Credit card Statement
a document showing all of your acitivty within a billing cylce. A billing statement is provided once a month
Revolving Credit
you have a credit limit that you can’t exceed when using the account for purchases.
Installment Credit
is a loan for a specific amount of money, including interest and fees that you repay in fixed, regular payments (instalments) for a specific number of months.

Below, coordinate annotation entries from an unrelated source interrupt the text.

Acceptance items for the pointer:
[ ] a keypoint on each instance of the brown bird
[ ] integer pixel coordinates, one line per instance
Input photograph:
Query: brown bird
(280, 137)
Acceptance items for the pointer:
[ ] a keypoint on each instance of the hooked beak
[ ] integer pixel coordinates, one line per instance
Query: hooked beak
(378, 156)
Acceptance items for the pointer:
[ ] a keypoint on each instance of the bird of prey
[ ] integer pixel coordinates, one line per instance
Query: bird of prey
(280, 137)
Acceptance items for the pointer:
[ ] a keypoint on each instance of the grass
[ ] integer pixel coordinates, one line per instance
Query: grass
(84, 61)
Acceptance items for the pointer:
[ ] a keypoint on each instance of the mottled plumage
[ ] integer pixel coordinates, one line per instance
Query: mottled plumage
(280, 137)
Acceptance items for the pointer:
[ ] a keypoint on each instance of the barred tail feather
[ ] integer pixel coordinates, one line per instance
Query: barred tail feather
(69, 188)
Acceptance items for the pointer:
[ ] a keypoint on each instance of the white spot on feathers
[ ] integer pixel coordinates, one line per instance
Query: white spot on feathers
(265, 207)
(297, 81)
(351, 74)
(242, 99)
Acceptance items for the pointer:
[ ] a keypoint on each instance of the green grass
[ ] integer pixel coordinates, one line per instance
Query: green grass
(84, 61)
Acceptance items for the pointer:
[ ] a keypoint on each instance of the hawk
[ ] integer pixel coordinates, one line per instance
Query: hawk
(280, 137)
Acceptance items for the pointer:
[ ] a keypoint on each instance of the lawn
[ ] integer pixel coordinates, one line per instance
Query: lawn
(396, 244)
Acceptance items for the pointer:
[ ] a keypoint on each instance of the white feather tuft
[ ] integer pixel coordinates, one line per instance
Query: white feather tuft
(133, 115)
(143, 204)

Ex)auto loans, mortgages, student loans
Consolidation
refers to taking out a new loan or credit card to pay off other existing loans or credit cards. By combining multiple debts into a single, larger loan, you may also be able to get more favourable pay off terms, such as lower interest rates, lower monthly payments, or both.
Bankruptcy
A legal process performed under the bankruptcy and Insolvency Act to help a person cope with a financial crisis.
Cosigner
Someone who signs on a loan and will take responsibility if the primer borrower does not pay. It also impacts your credit score and financial opportunities for several years.
Trustee
Someone assigned to manage your bankruptcy or consumer proposal under the bankruptcy and insolvency act to manage assets held in trust.